Venerdi 26 gennaio i compagni di Parma hanno rioccupato la sede storica
del centro sociale Mario Lupo, dopo il violento sgombero del 7 ottobre
2005, con l'intenzione di farne un centro di documentazione
antifascista. Ma anche stavolta la violenza non si è fatta attendere: il
presidio è stato caricato, mentre le tre persone salite sul tetto per
un'azione dimostrativa venivano assediate da pompieri, carabinieri e
polizia. Nessuna trattativa è stata possibile, come hanno da subito
dimostrato le dichiarazioni del sindaco che ha parlato di occupanti
"fascisti", che "devono andare in galera".

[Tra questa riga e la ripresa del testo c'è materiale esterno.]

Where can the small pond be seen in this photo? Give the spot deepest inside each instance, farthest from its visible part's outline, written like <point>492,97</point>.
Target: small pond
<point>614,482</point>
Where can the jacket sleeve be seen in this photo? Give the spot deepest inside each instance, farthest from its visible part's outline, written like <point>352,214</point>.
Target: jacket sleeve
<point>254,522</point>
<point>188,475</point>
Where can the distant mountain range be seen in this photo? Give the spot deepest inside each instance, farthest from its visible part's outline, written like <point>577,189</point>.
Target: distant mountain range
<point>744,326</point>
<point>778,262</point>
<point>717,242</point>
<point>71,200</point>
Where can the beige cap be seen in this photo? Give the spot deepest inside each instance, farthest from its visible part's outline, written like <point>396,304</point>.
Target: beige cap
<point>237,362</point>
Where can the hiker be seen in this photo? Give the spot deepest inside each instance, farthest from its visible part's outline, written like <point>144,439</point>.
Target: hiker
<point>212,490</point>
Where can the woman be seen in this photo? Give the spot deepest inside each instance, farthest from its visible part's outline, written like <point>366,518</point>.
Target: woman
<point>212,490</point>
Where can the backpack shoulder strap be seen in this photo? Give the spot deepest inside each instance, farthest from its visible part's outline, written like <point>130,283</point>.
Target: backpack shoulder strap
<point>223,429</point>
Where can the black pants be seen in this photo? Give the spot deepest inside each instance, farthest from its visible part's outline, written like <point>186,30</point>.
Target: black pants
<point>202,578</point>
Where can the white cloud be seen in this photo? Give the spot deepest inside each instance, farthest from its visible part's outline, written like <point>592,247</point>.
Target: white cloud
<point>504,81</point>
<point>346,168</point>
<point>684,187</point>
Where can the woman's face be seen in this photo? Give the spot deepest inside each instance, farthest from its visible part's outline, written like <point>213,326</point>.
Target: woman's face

Così i tre hanno passato quaranta ore sul tetto, mentre le forze
dell'ordine impedivano persino di far arrivare loro una coperta.
Una volta scesi sono stati portati dapprima in questura e poi in
carcere, dove hanno passato la notte nell'attesa del processo per
direttissima. Lunedì mattina, primo rinvio: è necessario aspettare la
perizia sui danni ordinata dal Comune. Altra notte in carcere.
Martedì mattina: ancora attesa, non è ancora avvenuta l'udienza di convalida
degli arresti (fissata per le 16) e quindi non può esserci il processo.
Rimpalli tra giudici, rinvii per questioni burocratiche: intanto il
tempo passa e fuori si scatena la caccia ai teppisti da parte delle
forze politiche, sia di centrodestra che di centrosinistra.
Non ci sono parole abbastanza forti per commentare tutto questo.
Tre persone, la cui vita è ferma da domenica sera per motivi
pretestuosi. Tre persone usate come monito di una repressione che
colpisce tutti noi, senza alcuna proporzione tra delitto e castigo. Tre
persone, nel silenzio di migliaia di altre.
La memoria, appena celebrata dalla nazione commossa, con spot e leggi
contro il reato di opinione, comincia a scivolare su squallidi
ingranaggi collettivi. E fino a qui, niente, ma proprio niente, va bene.